A ‘flowy’ cape was fashioned by the loving, over-indulgent grandma. The last but not least were the ‘return gifts’, a tradition I’m yet to find someone to place the blame on. We settled on plants and cake pops as giveaways to our miniature guests. The aunts and uncles organised the theme-based games and decorations while also providing the necessary manpower and moral support.

 The levels of frolic could not be ascertained exactly due to the lack of the willingness of our patrons to take up a survey but it’s safe to say that it was a fun evening. For me, though, the point of describing the above is because of one text message my wife and I received containing the words, “well organised, Debkanya.” I have no doubt that she deserved it. I have no hesitation in admitting we pulled off a smooth event. That said, I helped put my daughter’s birthday together as well. Coming from another mother, it was a fairly telling comment. I know the mother, and if she’s reading, I don’t mean any offence but it just made me realise that the comment was reflex for her because it’s the reality for so many households.

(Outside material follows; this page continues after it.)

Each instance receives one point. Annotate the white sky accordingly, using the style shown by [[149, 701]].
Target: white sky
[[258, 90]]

It made me wonder whether some of us fathers who do pull their weight will ever get the same recognition? If my wife was organising the smaller chairs and tables, I was organising the chairs for the adults and the lighting for our venue. If she was fixing the food menu, I was at the nursery picking the plants for the kids. Yet, every time, we have guests over at our place, I’m always complimented on the way we’ve done up our home, followed by the inevitable rejoinder, “It’s your wife’s taste, am sure.” The guest may be of any gender, but it always comes around at some point. Just for the record, I’ve spent as much time picking the fabric of the curtains as she has picking the brand and size of the TV.

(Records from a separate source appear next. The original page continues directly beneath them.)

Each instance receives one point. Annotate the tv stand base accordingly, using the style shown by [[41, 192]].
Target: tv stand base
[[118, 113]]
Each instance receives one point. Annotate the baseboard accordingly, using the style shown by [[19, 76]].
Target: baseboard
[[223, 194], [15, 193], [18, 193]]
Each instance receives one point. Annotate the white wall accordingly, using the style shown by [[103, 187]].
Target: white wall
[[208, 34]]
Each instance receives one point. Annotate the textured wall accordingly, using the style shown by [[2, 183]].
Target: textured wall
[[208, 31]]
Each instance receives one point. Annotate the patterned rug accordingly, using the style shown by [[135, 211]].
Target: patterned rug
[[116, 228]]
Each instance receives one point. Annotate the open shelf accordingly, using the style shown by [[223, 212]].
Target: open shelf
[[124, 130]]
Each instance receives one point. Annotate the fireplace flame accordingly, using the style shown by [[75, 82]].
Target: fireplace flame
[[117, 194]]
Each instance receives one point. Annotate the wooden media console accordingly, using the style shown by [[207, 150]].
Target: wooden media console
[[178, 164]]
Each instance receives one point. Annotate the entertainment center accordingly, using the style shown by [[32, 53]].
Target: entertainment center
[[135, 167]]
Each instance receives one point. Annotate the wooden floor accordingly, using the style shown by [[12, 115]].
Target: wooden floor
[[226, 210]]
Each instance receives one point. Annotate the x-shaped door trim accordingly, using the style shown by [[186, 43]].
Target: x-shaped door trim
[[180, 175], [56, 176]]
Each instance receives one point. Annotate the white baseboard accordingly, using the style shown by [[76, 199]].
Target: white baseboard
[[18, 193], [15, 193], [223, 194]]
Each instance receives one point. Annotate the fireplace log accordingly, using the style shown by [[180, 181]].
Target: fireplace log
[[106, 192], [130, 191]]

Before you think, I’m fishing for compliments, I know a lot of heterosexual couples who are exactly the same, but the man is always discounted when it comes to things domestic. I think, we’ve done it to ourselves. As a gender, (and I dare speak only for the Indian urban male), I think we’ve evaded duties of this nature for a long time due to the perception of it being a slight to our masculinity. While I think that is rapidly changing, it can’t change fast enough. If more fathers are willing to take their daughters to the tailor to stitch a new dress or are seen at the play gyms hanging out with their kids, we might see more empathy towards & credit given to the hands-on father. It might even possibly provide more encouragement for those who hesitate as well.

Yet, there’s a long way to go for us fathers. In India, if the contributions of homemakers were included in our GDP, it would boost our domestic production by nearly 13 percent. So, while we fathers can complain, we have a long way to go to even hold a candle when compared to the mothers of India. So, yes, well organised Debkanya.